The technical challenges to offering CD-ROM data through the Web began with connecting multiple CD-ROM drives (currently forty-nine) to the project server. Developers then adapted the DBUTIL software by Nathan Parker at Lawrence Berkeley Laboratories to retrieve 1990 Census of Population and Housing Summary Tape File (STF) reports. For other CD-ROMs in dBASE format, subroutines from DBUTIL's dBASE library were adapted to open, index and read data files. New dataset-specific software needed to be created for all other data access and compilation, as did cgi-bin scripts for the Web interface. In the case of the Census Bureau's Population Estimates by Age, Sex and Race, the ASCII data file was reformatted as an indexed dBASE file and summary statistics and reports were created.

The broad user audience of the site has ranged from libraries to businesses, researchers, schools, journalists and local governments. Potential and reported applications include education, quick access to useful statistics, community development and electronic democracy projects. As of February, 1996, the site offers nine major databases and continues to grow.

In the area of demographics, the U.S. Census Bureau's USA Counties compiles useful social, economic and governmental information spanning several years and sources for all U.S. counties.

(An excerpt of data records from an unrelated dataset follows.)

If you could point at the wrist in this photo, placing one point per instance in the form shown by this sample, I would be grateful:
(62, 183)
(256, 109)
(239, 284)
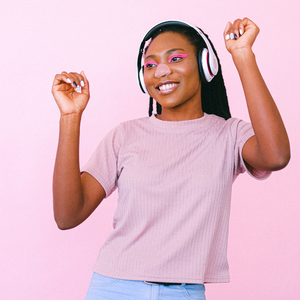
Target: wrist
(70, 119)
(243, 56)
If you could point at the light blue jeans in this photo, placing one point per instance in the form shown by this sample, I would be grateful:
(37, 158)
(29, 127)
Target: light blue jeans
(107, 288)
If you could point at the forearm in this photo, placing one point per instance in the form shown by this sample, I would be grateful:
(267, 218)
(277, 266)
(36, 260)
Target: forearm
(68, 199)
(271, 136)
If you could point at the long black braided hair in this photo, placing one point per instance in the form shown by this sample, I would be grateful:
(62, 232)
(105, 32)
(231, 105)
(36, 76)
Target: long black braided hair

The 1990 Census of Population and Housing STF3A and STF1B reports are available for the Northwest and will be expanded to all states. The Census Bureau's Population Estimates by Age, Sex and Race for states and counties between 1990 and 1992 are also on-line.

Economic databases available include the Regional Economic Information System (REIS), from the Bureau of Economic Analysis, and the 1992 Economic Census, 1992 Census of Agriculture and 1994 U.S. Imports/Exports History, from the Census Bureau. The 1994 Consolidated Federal Funds Report (CFFR) from the Census Bureau covers Federal Government expenditures by program to the city and township level of detail.

In the educational field, the new School District Data Book, an information resource of the National Center for Educational Statistics (Department of Education), offers social, administrative and financial profiles on each school district in the nation.

In addition to the CD-ROMs, the home page includes links to other government data available on the Internet, such as legislative information, texts of bills, regulations and court decisions.

A second related project is to help public libraries in Oregon access the Internet. The OSU Government Information Sharing Project is cooperating with the State Library of Oregon and PORTALS (a Portland-area consortium of universities and libraries) to provide hardware, software and training to small and rural school and public libraries in Oregon that have limited or no access to the Internet. This joint venture is part of a larger "Oregon Internet Connectivity Grant Program" administered by the State Library of Oregon.